Der Provinzgouverneur erklärte nach dem Mord, es habe sich bei Uğur und Ahmet Kaymaz um Terroristen gehandelt, die einen Anschlag planten. Um diese Behauptung zu untermauern, wurde der Tatort nach der Tat präpariert und Kalaschnikows neben die zuvor im Schlafanzug und mit Pantoffeln auf der Straße agierenden Vater und Sohn gelegt. Dies bestätigten Augenzeugen und entsprechende Indizien.
„Mein Ehemann Ahmet ist Lastwagenfahrer. Mit unserem eigenen LKW führen wir Transporte durch.
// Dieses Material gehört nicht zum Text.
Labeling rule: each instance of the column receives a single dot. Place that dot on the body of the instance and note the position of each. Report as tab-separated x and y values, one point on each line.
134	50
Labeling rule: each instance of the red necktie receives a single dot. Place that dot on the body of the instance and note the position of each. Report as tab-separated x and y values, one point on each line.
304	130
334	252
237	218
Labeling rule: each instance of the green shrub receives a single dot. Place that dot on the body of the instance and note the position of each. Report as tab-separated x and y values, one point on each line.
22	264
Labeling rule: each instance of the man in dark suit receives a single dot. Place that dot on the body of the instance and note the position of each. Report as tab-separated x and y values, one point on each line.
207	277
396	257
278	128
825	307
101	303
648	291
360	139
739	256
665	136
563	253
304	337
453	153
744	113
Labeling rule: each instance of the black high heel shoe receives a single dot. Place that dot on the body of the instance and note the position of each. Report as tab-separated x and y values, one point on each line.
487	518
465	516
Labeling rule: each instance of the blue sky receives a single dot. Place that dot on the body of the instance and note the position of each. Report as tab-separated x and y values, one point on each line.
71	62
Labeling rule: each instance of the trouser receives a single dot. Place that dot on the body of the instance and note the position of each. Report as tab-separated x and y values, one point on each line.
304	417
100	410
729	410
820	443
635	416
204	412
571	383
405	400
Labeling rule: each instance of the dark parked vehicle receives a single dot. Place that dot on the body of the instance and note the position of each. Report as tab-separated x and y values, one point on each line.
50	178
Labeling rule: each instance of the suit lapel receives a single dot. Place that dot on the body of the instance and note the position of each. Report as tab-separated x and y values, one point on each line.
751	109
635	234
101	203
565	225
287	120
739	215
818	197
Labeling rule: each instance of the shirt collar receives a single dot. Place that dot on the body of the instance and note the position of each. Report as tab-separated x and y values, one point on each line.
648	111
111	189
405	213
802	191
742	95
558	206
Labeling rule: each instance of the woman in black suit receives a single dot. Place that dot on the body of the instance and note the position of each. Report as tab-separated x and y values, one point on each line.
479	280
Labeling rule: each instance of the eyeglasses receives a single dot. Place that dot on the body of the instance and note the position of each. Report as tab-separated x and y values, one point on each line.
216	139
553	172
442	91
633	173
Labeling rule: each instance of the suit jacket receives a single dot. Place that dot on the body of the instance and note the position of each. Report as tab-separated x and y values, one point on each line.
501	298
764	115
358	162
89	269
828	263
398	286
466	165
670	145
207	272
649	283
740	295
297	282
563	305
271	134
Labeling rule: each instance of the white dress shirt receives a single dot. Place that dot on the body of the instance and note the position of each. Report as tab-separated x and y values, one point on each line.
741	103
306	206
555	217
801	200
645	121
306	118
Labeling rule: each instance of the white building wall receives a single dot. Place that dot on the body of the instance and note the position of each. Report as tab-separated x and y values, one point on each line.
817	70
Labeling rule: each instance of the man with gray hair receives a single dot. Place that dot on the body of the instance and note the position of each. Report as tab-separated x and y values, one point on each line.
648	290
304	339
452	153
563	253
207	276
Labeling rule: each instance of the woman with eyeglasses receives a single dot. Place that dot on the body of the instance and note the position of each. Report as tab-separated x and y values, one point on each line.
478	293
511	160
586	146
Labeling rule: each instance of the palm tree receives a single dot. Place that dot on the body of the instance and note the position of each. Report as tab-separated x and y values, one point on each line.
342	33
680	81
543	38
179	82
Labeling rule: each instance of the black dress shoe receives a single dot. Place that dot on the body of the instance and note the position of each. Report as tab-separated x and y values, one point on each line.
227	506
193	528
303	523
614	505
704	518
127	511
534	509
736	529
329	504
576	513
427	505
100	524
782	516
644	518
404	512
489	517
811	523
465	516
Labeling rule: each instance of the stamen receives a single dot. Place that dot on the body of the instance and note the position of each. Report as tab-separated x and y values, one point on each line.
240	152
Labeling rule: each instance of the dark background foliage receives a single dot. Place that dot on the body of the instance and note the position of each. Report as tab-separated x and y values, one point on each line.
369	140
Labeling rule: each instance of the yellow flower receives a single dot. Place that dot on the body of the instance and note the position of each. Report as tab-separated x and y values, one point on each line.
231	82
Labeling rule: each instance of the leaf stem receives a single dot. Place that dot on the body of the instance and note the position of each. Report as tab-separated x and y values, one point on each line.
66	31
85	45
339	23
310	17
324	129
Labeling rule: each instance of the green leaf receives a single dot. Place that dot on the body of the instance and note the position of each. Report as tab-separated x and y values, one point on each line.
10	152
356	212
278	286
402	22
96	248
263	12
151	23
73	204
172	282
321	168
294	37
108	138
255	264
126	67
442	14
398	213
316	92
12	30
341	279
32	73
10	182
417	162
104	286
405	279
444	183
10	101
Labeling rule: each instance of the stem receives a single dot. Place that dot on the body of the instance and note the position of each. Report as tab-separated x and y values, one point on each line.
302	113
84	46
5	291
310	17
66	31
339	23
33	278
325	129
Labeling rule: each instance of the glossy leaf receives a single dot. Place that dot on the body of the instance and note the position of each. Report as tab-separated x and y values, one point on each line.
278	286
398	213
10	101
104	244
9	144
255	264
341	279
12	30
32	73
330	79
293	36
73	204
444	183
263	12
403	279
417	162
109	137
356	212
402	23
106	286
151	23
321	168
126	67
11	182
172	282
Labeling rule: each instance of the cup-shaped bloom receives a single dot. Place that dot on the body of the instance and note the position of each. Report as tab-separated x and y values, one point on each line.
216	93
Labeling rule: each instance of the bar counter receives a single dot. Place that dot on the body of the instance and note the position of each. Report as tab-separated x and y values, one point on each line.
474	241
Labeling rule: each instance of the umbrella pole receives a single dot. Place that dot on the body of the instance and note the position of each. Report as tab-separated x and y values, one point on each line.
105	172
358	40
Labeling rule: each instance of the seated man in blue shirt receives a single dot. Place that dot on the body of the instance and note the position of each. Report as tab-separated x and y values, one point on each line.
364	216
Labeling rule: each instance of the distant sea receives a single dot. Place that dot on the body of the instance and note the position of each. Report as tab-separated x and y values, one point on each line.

Mein Sohn Uğur wurde 1992 geboren, er ging in die 5. Klasse der Grundschule. Er begleitete ab und zu seinen Vater auf der Fahrt. Einen Tag nach dem Vorfall wollte mein Mann nach Iskenderun, um einen Transport durchzuführen. Daher bereitete er sich auf die Reise vor. Gegen 16.30 Uhr am Tag des Vorfalls hatten wir den Tisch gedeckt und das Essen serviert. Mein Mann war mit meinem Sohn damit beschäftigt, Decken und Matratzen zum Laster zu tragen. Beide trugen Hausschuhe. Anschließend wollten wir essen. Unser LKW parkte etwa 40 bis 45 Meter von unserer Wohnung entfernt, an der Hauptstraße. Als mein Mann und mein Sohn nach draußen gegangen waren, um die Sachen hinzubringen, hörten wir kurze Zeit darauf Schüsse. Ich war mit meinen drei anderen Kindern und meiner Schwiegermutter zu Hause. Wir hatten uns erschrocken und gingen über den Balkon zur Terrasse unserer Nachbarn, die gleichzeitig unsere Verwandten sind. Von dort habe ich meinen Sohn Uğur vor dem LKW knien und den Kopf nach vorne beugen gesehen. Ich habe ihn an seiner weißen Hose erkannt. Die Schüsse wiederholten sich in gewissen Abständen. Nach einiger Zeit kam die Polizei, unsere Wohnung zu durchsuchen, und wir wurden zur Staatsanwaltschaft zum Verhör mitgenommen. Später habe ich erfahren, dass mein Sohn und mein Mann getötet worden waren.“ - Makbule Kaymaz, zitiert nach einem Untersuchungsbericht des Menschenrechtsvereins IHD.
Makbule Kaymaz heute an der Grabstelle ihres Mannes und Kindes
Staat schützt seine Täter
Erst durch die Bemühungen der Familie und des IHD wurde ein Ermittlungsverfahren gegen vier Polizisten eingeleitet. Die Anklage lautete auf „Tötung in Überschreitung legitimer Notwehr“. Der erste Verhandlungstermin fand am 21. September 2005 in Mêrdîn statt, der später ermordete Anwalt Tahir Elçi trat bei dem Prozess als Nebenkläger auf. Doch die große Solidarität der kurdischen Öffentlichkeit mit der Familie Kaymaz – tausende Menschen aus verschiedenen Städten waren nach Mêrdîn gereist – ließ das Justizministerium den Prozess „aus Sicherheitsgründen“ ins westtürkische Eskişehir verlegen. Nach drei Jahren Verhandlungsdauer unter Ausschluss der Öffentlichkeit wurden die angeklagten Polizisten am 18. April 2007 freigesprochen. In der Urteilsverkündung hieß es, sie hätten in Notwehr gehandelt, weil Uğur und sein Vater „Terroristen“ gewesen seien. Ihre Tötung wurde von der türkischen Justiz als gerechtfertigt eingestuft.
Türkei von EGMR verurteilt
Die Familie Kaymaz klagte vor dem Europäischen Gerichtshof für Menschenrechte (EGMR) gegen die türkischen Behörden. Das Verfahren in Straßburg endete in einem Schuldspruch wegen Verletzung des Artikel 2 der Europäischen Menschenrechtskonvention (EMRK), der das Recht auf Leben garantiert. Im Februar 2014, fast zehn Jahre nach dem Tod von Vater und Sohn Kaymaz, verurteilte der EGMR die Republik Türkei zu einem Schmerzensgeld von 143.000 Euro für den Tod von Ahmet und Uğur Kaymaz. Unter anderem wurde das „Recht auf Leben“ missachtet, urteilte der Gerichtshof.